American columnist Maureen Dowd argued:
I’d feel better if our partner was not the trigger-happy Netanyahu, who makes hysterical arguments even in the absence of a dire threat. At AIPAC, he compared those who want to be less hasty than he does to America’s refusal to bomb Auschwitz in 1944.
I can personally attest that Prime Minister Netanyahu is certainly not “trigger-happy” and that he truly fears attacks on Israel of Holocaust proportions. Fifteen years ago, while serving in the Israeli Embassy in Washington, I joined Netanyahu, then in his first term as prime minister, in a private meeting and lunch with then-vice president Al Gore. Already then he was warning the US government of the Iranian threat and of Russian scientists helping to build Iranian missiles.

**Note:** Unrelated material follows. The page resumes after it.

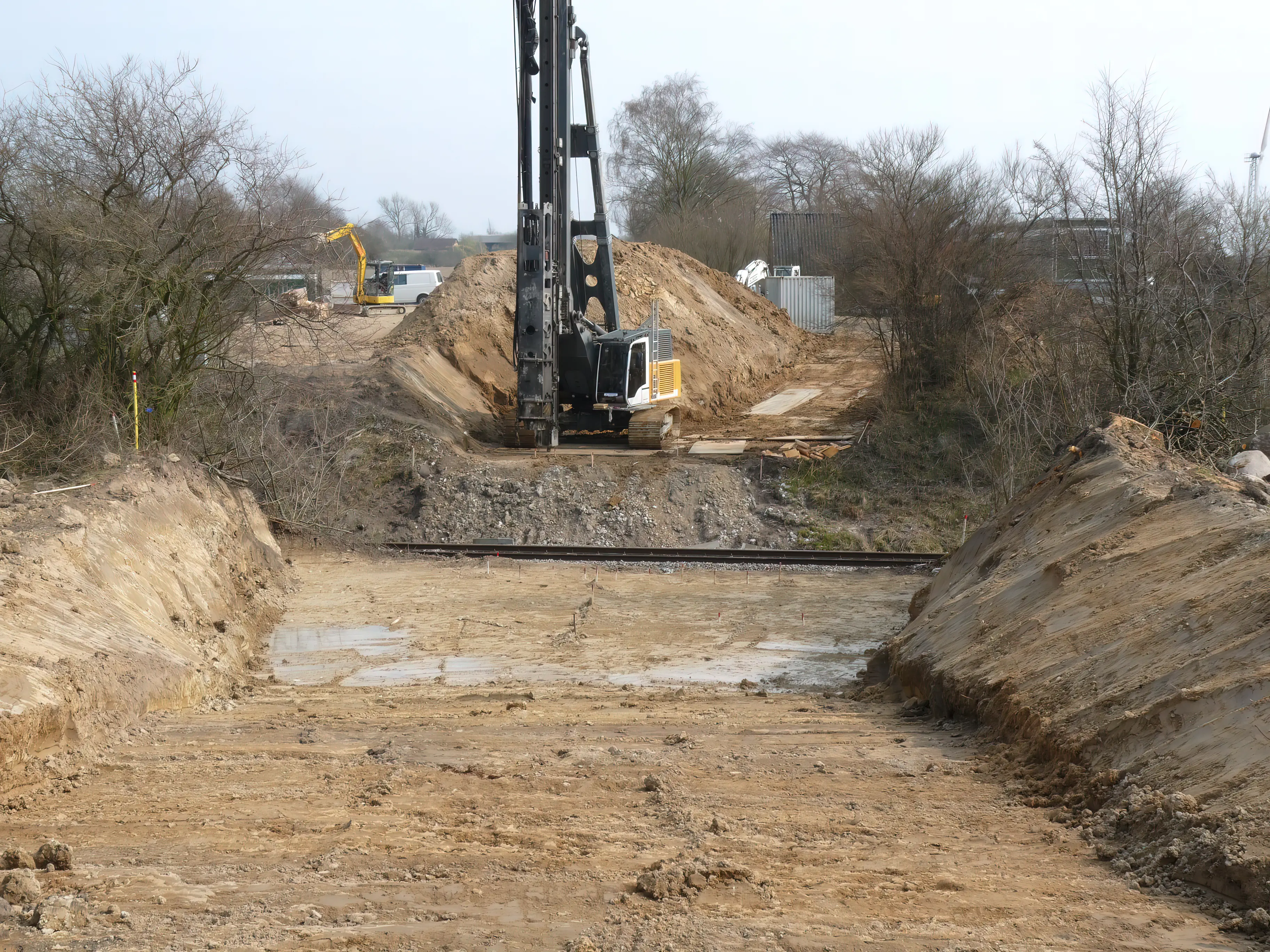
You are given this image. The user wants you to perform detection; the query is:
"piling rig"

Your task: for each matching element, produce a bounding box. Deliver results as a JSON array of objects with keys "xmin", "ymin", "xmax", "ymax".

But, in all candor, there’s a more immediate and troubling analogy that Netanyahu could have made: The American insistence in 1991 that Israel not preemptively destroy Iraqi Scuds aimed at Israel, and that Israel not retaliate when those missiles, thought to be armed with chemical warheads, started falling on Israeli cities.
Israel really had no dog in the 1991 fight; it was an American-led war to recapture Kuwait from Iraq. Iraq was facing a coalition that included many Arab countries, and the Bush administration pushed Israel behind the drapes. The Iraqis would never attack Israel, Egyptian President Hosni Mubarak reportedly assured Jerusalem.
The lesson of the Gulf War
According to Moshe Arens, Israel’s defense minister at the time, his American counterparts “expected that within 48 hours the US Air Force would eliminate the missile launch capability of the Iraqis. If it turned out that they were not going to be able to do it within 48 hours, Israel would be free to take whatever action it considered appropriate.”
Not a single Scud missile or launcher was knocked out by American planes, not just in the first 48 hours, but during the whole war. Yet President Bush and Secretary of State James Baker insisted that Israel continue its restraint and not “spoil” their coalition. They assured Israel that the most modern Patriot anti-aircraft missiles would be dispatched to Israel and would be able to shoot down the Scuds. Post-war analysis showed that not a single Scud was intercepted by the Patriots.
Meanwhile, the commander of the American coalition, Gen. Norman Schwarzkopf, objected to the number of American planes hunting Scuds in western Iraq, wanting to redirect US aircraft to the Kuwait front.
At the height of the war Arens was sent to Washington to meet with President Bush. In a 21-year-old news account that could actually describe Prime Minister Netanyahu’s meetings in Washington last week, The New York Times wrote:
An administration official said Arens seemed to be “laying the groundwork if the Israelis decide to retaliate…”
The administration official said that in the talks with Bush, Arens “didn’t say absolutely that the Israelis were going to retaliate. But he didn’t say they were not, either… He made a very emotional presentation, though.”
Prime Minister Netanyahu has stressed that the difference between Germany’s genocide against the Jews in World War II and the Iranian threats against Israel today is the existence of Israel and its army, which protects the Jewish people of Israel.
True enough, but the 1991 trauma of the United States minimizing Saddam Hussein’s threat against Israel and denying Israel the right to defend itself gnaws at the psyche of Israelis alive today. Israel was pressured and acceded to the demand that we do not have a right to defend ourselves. We and our children ourselves – not as descendants of Holocaust survivors – experienced the terror of the sirens, atropine injectors and gas masks of the destructive Scud barrages while the United States in effect told us “sha shtil yidim” (Jews, sit still).
Maybe Netanyahu was being polite to his American hosts who remember 1991 differently or choose to ignore it. But maybe that 1991 experience makes it a little easier to understand Israelis’ discomfort when our best friend and ally says “trust us.”